A Look Into TeenTix From an Editor


The second article I wrote for Tatler was a movie review. In the three years since that piece cruised onto print, I’ve only grown in my appreciation for the arts, mainly nourished by a particular organization: TeenTix, specifically the teen-led and teen-written Newsroom.

TeenTix is a local Seattle arts organization meant to “break down the barriers that prevent teens from accessing art in our community.” Its resources include a calendar by which teens can easily find arts events in the region (sound familiar?), a pass system that reduces all ticket costs for its dozens of partner organizations to $5 or less, and various other ways to partake in the arts.
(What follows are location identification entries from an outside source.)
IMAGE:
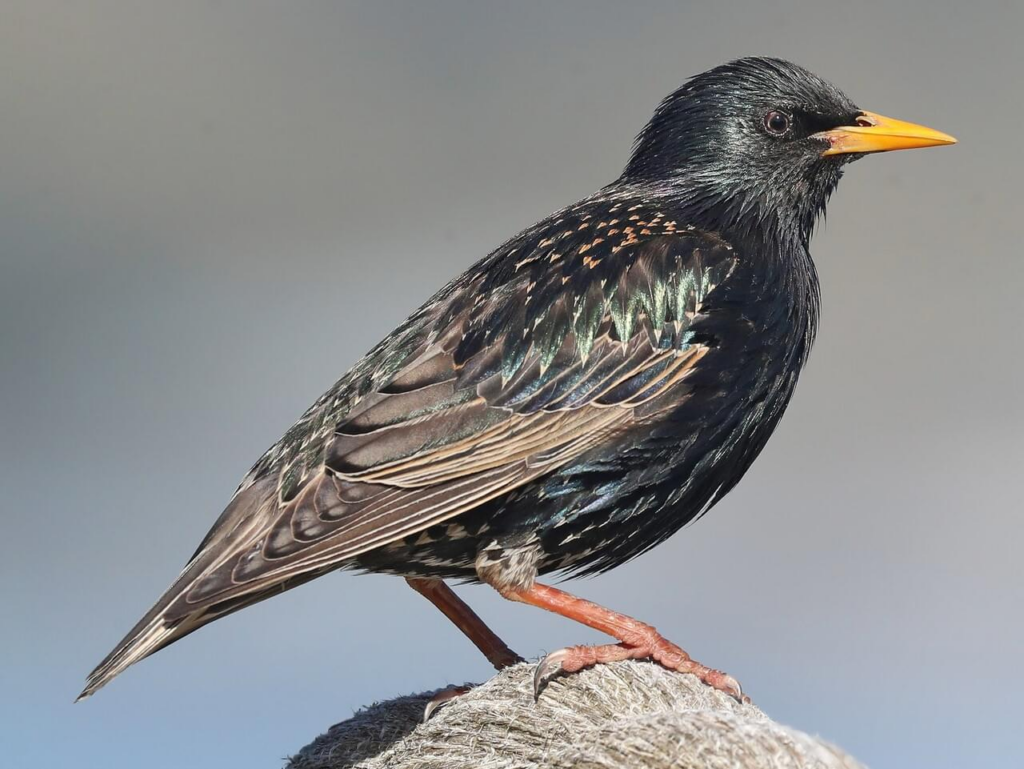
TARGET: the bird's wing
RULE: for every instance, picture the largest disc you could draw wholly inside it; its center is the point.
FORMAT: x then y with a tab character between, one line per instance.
558	346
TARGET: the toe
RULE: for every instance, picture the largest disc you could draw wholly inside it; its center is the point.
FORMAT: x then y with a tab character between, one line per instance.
548	669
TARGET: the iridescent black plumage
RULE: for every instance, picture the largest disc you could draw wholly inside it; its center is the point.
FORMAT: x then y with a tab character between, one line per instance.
573	398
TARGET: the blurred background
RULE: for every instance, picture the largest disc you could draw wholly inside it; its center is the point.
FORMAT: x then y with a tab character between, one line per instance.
209	211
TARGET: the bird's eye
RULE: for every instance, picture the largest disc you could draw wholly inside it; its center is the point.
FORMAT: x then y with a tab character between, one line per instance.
776	123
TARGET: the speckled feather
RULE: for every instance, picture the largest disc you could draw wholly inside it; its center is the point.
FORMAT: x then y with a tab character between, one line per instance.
570	400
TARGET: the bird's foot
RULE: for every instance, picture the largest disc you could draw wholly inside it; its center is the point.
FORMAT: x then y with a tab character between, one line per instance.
441	698
658	649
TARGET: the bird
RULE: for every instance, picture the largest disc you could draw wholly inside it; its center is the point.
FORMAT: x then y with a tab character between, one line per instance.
573	398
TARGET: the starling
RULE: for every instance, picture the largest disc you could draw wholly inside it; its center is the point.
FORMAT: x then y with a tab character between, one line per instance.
572	399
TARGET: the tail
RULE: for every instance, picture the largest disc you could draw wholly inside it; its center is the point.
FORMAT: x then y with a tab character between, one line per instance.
166	622
151	634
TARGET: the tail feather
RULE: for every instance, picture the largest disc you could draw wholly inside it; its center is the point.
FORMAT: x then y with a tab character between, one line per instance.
165	623
150	635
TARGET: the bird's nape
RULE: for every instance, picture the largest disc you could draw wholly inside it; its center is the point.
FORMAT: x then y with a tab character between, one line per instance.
572	399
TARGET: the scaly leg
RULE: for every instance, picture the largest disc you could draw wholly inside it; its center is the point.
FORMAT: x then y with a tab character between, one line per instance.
471	625
465	620
637	640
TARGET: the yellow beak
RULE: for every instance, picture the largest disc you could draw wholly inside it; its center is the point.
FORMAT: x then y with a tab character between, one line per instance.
875	133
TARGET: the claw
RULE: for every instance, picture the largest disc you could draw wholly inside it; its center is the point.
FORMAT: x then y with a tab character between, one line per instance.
731	687
441	698
546	670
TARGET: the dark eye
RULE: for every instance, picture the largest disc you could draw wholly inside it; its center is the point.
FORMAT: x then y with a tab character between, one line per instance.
776	123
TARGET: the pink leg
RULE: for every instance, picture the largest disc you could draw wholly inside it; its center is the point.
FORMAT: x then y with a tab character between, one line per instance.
637	640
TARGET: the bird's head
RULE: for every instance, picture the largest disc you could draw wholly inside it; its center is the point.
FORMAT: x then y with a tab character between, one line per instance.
761	141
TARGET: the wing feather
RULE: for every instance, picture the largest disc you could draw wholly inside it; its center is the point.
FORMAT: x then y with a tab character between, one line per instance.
519	380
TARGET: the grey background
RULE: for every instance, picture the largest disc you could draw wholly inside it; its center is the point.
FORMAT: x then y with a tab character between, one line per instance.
208	211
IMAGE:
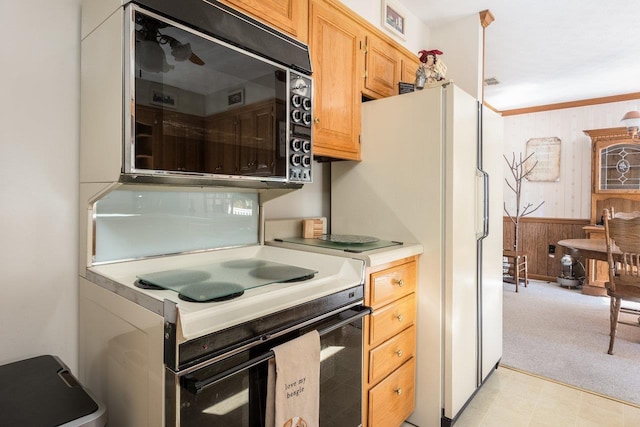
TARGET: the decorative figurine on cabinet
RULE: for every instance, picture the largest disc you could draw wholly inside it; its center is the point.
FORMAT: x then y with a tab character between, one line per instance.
431	69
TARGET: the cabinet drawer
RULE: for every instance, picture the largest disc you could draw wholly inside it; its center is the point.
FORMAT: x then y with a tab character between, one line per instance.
391	319
388	356
391	401
393	283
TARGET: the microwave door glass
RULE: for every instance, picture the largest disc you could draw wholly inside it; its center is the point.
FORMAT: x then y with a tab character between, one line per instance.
205	107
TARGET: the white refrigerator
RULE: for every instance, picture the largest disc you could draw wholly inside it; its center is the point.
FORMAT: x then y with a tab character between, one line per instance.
431	173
One of these methods, of course, is the TeenTix Newsroom, where teens can apply to become writers or editors of the blog, writing reviews of local events for a $20 stipend or editing/curating for a $50 monthly stipend.

There are various intricacies within TeenTix that aren’t readily apparent. And with my last month of many on the Newsroom fast approaching, I thought it would serve well to open a window into the inner workings of the TeenTix Newsroom.
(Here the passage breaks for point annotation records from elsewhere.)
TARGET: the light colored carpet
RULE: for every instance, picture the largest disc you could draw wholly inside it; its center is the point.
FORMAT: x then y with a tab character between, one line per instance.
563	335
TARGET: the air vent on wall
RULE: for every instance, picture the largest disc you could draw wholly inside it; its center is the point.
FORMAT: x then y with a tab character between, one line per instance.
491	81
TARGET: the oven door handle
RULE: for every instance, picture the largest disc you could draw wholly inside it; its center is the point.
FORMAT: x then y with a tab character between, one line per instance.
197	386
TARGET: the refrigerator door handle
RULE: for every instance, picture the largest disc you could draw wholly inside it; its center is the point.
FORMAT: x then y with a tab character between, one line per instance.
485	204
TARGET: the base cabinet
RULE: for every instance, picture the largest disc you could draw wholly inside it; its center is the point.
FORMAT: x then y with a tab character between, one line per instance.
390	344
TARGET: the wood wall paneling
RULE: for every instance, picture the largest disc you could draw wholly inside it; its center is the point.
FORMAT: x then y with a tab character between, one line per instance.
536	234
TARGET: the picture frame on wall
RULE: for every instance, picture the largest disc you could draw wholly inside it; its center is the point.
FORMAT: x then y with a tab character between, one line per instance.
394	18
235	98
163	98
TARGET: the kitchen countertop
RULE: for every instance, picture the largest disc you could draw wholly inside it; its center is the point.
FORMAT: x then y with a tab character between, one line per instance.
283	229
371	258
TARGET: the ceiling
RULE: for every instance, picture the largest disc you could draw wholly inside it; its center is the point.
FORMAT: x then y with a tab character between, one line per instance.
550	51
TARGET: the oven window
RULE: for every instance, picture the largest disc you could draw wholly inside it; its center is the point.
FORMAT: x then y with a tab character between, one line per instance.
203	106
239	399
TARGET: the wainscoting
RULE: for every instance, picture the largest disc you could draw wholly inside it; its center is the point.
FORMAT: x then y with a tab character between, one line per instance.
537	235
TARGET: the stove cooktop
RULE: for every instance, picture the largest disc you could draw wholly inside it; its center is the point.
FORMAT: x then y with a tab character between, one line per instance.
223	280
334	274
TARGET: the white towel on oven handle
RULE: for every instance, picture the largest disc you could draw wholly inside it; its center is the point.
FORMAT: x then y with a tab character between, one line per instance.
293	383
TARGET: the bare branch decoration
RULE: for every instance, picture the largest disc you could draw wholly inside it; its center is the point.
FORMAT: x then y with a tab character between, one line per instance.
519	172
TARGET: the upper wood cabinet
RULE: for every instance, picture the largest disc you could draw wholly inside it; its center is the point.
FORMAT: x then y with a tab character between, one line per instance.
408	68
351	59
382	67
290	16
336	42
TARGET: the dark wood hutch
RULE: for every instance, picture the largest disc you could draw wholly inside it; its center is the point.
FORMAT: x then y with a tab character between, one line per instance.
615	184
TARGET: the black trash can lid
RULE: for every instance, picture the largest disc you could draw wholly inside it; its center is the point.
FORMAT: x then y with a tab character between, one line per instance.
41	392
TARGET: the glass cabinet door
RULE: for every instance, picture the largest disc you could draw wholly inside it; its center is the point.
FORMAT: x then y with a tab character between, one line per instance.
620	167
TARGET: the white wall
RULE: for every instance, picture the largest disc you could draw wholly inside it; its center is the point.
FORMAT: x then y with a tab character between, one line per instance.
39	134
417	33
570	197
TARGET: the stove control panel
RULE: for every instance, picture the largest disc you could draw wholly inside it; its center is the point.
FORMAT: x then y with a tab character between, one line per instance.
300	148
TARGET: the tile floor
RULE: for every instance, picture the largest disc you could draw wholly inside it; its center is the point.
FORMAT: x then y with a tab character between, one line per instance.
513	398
Of the three years I’ve been on the Newsroom, I spent two as a writer, which is relatively simple: once you apply and presumably get accepted, you respond to mandatory emails and write up to one review per month by throwing your hat into the ring (responding to editors’ reviewing opportunity emails by saying why you want to write the review and why you’re a good writer for it). If chosen, the editor sets up tickets that work for both of you (and a plus one if wanted), and you go to the event, write a draft, and edit before it’s sent off to the press (the blog). A few business days later, a $20 check arrives at your front door.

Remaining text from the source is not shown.